If the key is not truly random, it is possible to use statistical analysis to determine which of the plausible keys is the "least" random and therefore more likely to be the correct one. If a key is reused, it will noticeably be the only key that produces sensible plaintexts from both ciphertexts.
Perfect secrecy
One-time pads are "information-theoretically secure" in that the encrypted message provides no information about the original message to a cryptanalyst. This is a very strong notion of security first developed during WWII by Claude Shannon and proved, mathematically, to be true for the one-time pad by Shannon at about the same time. His result was published in the Bell System Technical Journal in 1949. If properly used, one-time pads are secure in this sense even against adversaries with infinite computational power.Shannon proved, using information theoretic considerations, that the one-time pad has a property he termed perfect secrecy; that is, the ciphertext C gives absolutely no additional information about the plaintext. This is because, given a truly uniformly random key that is used only once, a ciphertext can be translated into any plaintext of the same length, and all are equally likely. Thus, the a priori probability of a plaintext message M is the same as the a posteriori probability of a plaintext message M given the corresponding ciphertext.
Conventional symmetric encryption algorithms use complex patterns of substitution and transpositions.

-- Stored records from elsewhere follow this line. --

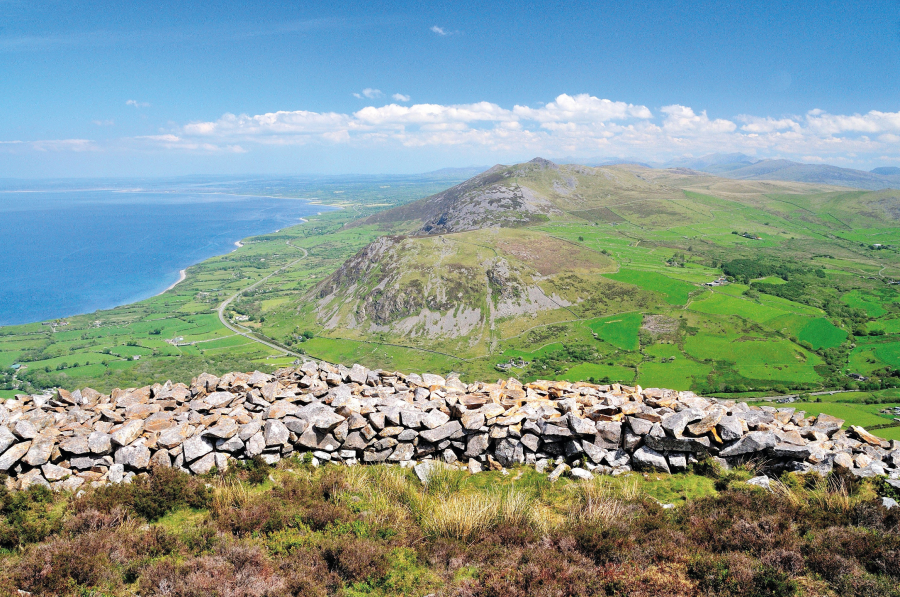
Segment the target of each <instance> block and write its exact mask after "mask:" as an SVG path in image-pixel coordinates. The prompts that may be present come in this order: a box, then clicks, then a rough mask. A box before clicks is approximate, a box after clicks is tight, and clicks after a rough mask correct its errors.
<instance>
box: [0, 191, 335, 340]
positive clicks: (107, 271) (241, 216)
mask: <svg viewBox="0 0 900 597" xmlns="http://www.w3.org/2000/svg"><path fill="white" fill-rule="evenodd" d="M328 209H330V208H328V207H323V206H321V205H313V204H310V203H308V202H306V201H303V200H299V199H283V198H270V197H256V196H237V195H230V194H224V193H217V192H197V191H184V190H176V191H170V192H165V191H160V190H153V191H141V190H121V189H114V190H55V189H54V190H41V191H22V190H16V191H3V190H0V326H2V325H11V324H20V323H29V322H36V321H43V320H48V319H55V318H60V317H68V316H71V315H76V314H79V313H90V312H93V311H96V310H98V309H108V308H112V307H115V306H118V305H124V304H127V303H131V302H134V301H138V300H142V299H145V298H148V297H151V296H154V295H156V294H158V293H160V292H162V291H163V290H165V289H166V288H167V287H168V286H170V285H171V284H173V283H175V282H176V281H177V280H178V277H179V271H180V270H182V269H185V268H187V267H188V266H190V265H193V264H195V263H198V262H200V261H203V260H204V259H207V258H209V257H212V256H214V255H221V254H224V253H228V252H229V251H232V250H234V249H235V248H236V247H235V242H236V241H239V240H241V239H243V238H246V237H248V236H254V235H258V234H265V233H269V232H274V231H276V230H280V229H282V228H286V227H288V226H293V225H295V224H298V223H300V222H301V218H304V217H306V216H310V215H313V214H315V213H317V212H322V211H325V210H328Z"/></svg>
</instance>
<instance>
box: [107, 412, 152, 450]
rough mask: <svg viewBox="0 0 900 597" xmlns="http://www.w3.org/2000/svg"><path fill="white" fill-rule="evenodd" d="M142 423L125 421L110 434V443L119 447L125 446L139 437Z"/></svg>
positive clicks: (142, 431)
mask: <svg viewBox="0 0 900 597" xmlns="http://www.w3.org/2000/svg"><path fill="white" fill-rule="evenodd" d="M143 431H144V422H143V421H142V420H141V419H133V420H131V421H126V422H125V423H124V424H123V425H122V426H121V427H120V428H119V429H118V430H117V431H114V432H113V433H111V434H110V439H111V440H112V442H113V443H114V444H116V445H119V446H127V445H128V444H130V443H131V442H133V441H134V440H136V439H137V438H139V437H140V436H141V433H142V432H143Z"/></svg>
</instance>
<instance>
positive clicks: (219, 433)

For the best of these currently in use, it is not known whether there can be a cryptanalytic procedure that can efficiently reverse these transformations without knowing the key used during encryption. Asymmetric encryption algorithms depend on mathematical problems that are thought to be difficult to solve, such as integer factorization or the discrete logarithm. However, there is no proof that these problems are hard, and a mathematical breakthrough could make existing systems vulnerable to attack.
Given perfect secrecy, in contrast to conventional symmetric encryption, the one-time pad is immune even to brute-force attacks. Trying all keys simply yields all plaintexts, all equally likely to be the actual plaintext. Even with a partially known plaintext, brute-force attacks cannot be used, since an attacker is unable to gain any information about the parts of the key needed to decrypt the rest of the message. The parts of the plaintext that are known will reveal only the parts of the key corresponding to them, and they correspond on a strictly one-to-one basis; a uniformly random key's bits will be independent.
Quantum cryptography and post-quantum cryptography involve studying the impact of quantum computers on information security.
Quantum computers have been shown by Peter Shor and others to be much faster at solving some problems that the security of traditional asymmetric encryption algorithms depends on. The cryptographic algorithms that depend on these problems' difficulty would be rendered obsolete with a powerful enough quantum computer.
One-time pads, however, would remain secure, as perfect secrecy does not depend on assumptions about the computational resources of an attacker.